Minovia Therapeutics’ MNV-201 Granted FDA Fast Track Designation for Myelodysplastic Syndrome

Minovia Therapeutics Ltd., a clinical-stage biotech focused on mitochondrial diseases and age-related conditions, has announced that the U.S. Food and Drug Administration (FDA) has granted Fast Track Designation (FTD) to its lead investigational drug, MNV-201, for the treatment of Myelodysplastic Syndrome (MDS). MDS is a serious, age-related blood disorder affecting hematopoiesis, the process by which blood cells are formed.

This new Fast Track status for MNV-201 complements existing FDA Fast Track and Rare Pediatric Disease Designations granted for the drug’s use in treating Pearson Syndrome, a rare and life-threatening mitochondrial disorder in children. Minovia is currently conducting a Phase 2 clinical trial for MNV-201 in Pearson Syndrome.

Natalie Yivgi-Ohana, Minovia’s Co-founder and CEO, highlighted the importance of the designation: “The Fast Track Designation in MDS validates the urgency and potential of our mitochondrial-targeting science. FDA designations like this can accelerate development timelines and offer valuable benefits throughout the regulatory process.”

The FDA’s Fast Track program is designed to speed up the review of treatments for serious conditions with unmet medical needs.
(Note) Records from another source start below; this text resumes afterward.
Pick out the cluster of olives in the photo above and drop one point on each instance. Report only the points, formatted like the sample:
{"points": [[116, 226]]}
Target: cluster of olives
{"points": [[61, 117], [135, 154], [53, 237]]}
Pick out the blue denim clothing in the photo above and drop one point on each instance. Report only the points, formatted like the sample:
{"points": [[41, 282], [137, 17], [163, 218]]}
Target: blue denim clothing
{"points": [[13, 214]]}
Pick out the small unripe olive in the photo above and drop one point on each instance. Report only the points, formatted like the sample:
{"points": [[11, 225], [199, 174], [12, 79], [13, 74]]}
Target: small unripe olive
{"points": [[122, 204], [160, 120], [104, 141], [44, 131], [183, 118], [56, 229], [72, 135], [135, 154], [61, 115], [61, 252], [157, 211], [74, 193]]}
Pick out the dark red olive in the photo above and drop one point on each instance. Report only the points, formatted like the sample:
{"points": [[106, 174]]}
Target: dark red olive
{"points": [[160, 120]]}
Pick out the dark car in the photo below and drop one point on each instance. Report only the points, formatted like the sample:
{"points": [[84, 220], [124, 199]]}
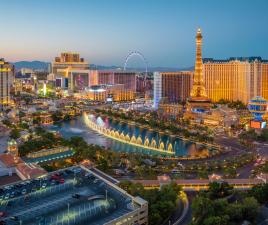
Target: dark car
{"points": [[76, 196]]}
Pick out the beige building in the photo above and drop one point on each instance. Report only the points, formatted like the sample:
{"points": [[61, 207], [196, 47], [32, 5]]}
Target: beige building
{"points": [[69, 71], [236, 78], [6, 81], [174, 87], [109, 93], [127, 78]]}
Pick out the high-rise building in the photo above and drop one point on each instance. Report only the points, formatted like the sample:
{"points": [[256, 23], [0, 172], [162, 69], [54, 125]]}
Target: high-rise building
{"points": [[6, 80], [236, 78], [173, 86], [68, 60], [69, 71], [127, 78], [198, 101]]}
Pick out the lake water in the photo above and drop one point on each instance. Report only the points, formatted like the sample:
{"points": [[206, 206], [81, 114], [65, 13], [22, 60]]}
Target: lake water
{"points": [[78, 127]]}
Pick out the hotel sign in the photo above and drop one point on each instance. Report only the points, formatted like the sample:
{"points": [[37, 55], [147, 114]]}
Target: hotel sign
{"points": [[5, 70]]}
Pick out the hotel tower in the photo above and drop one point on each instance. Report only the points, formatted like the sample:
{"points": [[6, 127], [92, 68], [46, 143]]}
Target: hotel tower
{"points": [[198, 101]]}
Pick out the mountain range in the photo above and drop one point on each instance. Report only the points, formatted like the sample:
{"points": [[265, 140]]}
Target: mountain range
{"points": [[40, 65]]}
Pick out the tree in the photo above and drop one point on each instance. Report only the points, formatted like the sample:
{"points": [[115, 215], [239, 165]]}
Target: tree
{"points": [[14, 134], [250, 208], [260, 192], [202, 208], [57, 116], [235, 212], [219, 189], [217, 220]]}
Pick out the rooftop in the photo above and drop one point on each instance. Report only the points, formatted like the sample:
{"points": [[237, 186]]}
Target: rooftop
{"points": [[76, 195]]}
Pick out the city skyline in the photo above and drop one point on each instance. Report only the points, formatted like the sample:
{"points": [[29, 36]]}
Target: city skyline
{"points": [[104, 32]]}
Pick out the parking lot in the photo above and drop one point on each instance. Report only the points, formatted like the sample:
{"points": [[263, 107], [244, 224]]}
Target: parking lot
{"points": [[70, 196]]}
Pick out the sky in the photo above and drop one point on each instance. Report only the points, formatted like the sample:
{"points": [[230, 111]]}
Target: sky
{"points": [[104, 32]]}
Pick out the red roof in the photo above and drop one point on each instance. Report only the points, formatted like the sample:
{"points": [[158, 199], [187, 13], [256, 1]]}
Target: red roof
{"points": [[30, 171], [8, 160]]}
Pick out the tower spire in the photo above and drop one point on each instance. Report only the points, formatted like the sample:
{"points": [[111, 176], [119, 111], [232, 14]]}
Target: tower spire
{"points": [[198, 89]]}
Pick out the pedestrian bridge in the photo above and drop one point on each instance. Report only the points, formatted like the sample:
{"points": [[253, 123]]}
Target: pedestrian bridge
{"points": [[200, 184]]}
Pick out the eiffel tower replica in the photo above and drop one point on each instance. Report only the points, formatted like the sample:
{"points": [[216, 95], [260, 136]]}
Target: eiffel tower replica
{"points": [[198, 102]]}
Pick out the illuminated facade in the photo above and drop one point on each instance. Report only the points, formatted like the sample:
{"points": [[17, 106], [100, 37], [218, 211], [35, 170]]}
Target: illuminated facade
{"points": [[173, 86], [69, 71], [6, 80], [115, 92], [236, 78], [198, 101], [127, 78]]}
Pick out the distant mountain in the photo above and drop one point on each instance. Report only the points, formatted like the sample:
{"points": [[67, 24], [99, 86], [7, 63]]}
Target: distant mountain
{"points": [[36, 65], [39, 65]]}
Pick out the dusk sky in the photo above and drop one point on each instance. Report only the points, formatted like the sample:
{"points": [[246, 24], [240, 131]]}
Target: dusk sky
{"points": [[105, 31]]}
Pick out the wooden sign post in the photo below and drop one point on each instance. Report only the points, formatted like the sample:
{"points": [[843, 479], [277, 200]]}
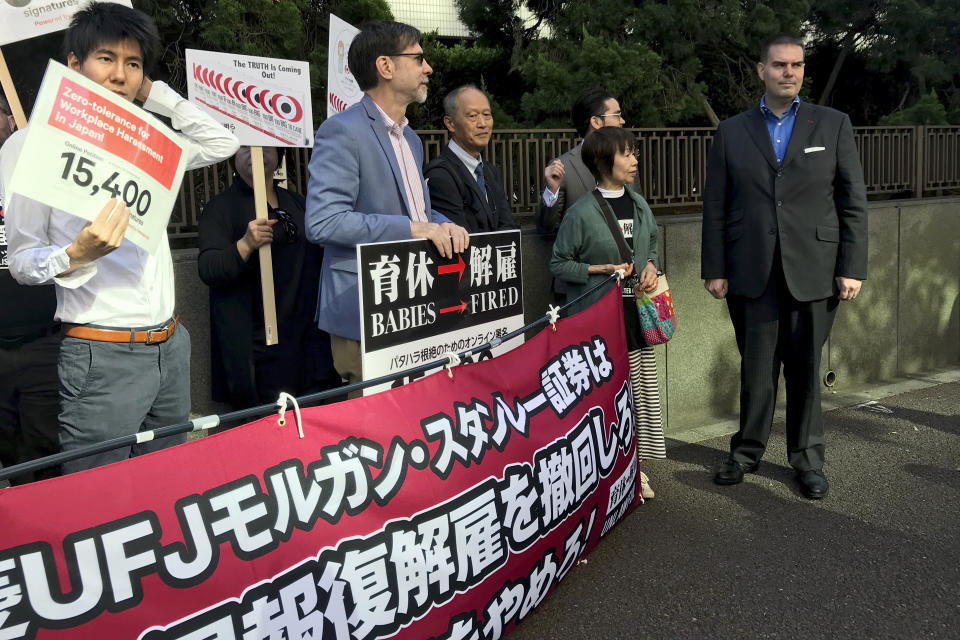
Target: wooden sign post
{"points": [[270, 332], [11, 93]]}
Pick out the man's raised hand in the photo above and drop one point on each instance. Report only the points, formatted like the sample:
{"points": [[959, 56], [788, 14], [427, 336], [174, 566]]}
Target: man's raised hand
{"points": [[100, 237]]}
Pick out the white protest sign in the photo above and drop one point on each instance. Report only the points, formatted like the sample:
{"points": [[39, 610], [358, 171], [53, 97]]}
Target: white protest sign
{"points": [[23, 19], [417, 307], [85, 145], [342, 87], [265, 102]]}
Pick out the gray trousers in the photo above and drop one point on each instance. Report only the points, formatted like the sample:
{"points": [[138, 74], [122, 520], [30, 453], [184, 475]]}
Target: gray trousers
{"points": [[111, 389]]}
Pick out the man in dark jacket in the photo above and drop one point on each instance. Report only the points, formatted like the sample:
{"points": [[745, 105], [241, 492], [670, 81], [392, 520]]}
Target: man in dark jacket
{"points": [[462, 186], [784, 238]]}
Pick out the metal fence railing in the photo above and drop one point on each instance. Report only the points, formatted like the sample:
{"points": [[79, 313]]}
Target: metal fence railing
{"points": [[905, 161]]}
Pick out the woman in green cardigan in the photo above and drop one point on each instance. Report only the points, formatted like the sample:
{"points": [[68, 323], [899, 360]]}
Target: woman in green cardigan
{"points": [[585, 252]]}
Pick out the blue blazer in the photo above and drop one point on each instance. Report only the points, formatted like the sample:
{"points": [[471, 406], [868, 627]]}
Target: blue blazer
{"points": [[355, 195]]}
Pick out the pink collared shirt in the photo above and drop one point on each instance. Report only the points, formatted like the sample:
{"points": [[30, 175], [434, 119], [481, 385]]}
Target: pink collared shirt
{"points": [[409, 169]]}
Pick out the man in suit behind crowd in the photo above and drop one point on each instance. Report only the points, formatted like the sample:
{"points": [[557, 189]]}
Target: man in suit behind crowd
{"points": [[462, 186], [366, 183], [784, 238]]}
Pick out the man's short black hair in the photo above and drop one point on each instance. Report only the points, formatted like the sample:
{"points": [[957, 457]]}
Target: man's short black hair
{"points": [[374, 40], [777, 39], [102, 22], [587, 104], [601, 146]]}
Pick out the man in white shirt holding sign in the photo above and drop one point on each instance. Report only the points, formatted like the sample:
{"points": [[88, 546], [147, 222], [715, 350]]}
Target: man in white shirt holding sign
{"points": [[124, 363]]}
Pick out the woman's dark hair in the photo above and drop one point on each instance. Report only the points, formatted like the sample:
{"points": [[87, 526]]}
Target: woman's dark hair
{"points": [[588, 103], [601, 146], [374, 40], [103, 22]]}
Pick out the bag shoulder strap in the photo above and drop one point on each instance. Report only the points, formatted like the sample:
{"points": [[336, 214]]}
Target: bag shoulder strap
{"points": [[625, 254]]}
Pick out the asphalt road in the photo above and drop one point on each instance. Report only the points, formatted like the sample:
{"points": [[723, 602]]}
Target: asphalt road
{"points": [[879, 557]]}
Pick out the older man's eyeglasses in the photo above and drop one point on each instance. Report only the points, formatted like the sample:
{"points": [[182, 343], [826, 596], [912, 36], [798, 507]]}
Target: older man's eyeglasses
{"points": [[615, 114], [417, 57]]}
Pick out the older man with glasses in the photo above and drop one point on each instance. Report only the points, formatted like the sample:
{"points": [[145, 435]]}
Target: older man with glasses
{"points": [[463, 187], [366, 183]]}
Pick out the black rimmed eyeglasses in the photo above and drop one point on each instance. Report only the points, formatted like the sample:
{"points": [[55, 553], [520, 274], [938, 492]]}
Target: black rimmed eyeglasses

Benefits include more frequent FDA interactions, eligibility for priority review, and the option for rolling submission of a future Biologics License Application (BLA) for MNV-201.

Separately, Minovia recently entered into a definitive business combination agreement with Launch One Acquisition Corp. (Nasdaq: LPAA), a special purpose acquisition company. The transaction is expected to close in late 2025, after which the combined company will operate as Minovia Therapeutics and be listed on Nasdaq under a new ticker symbol.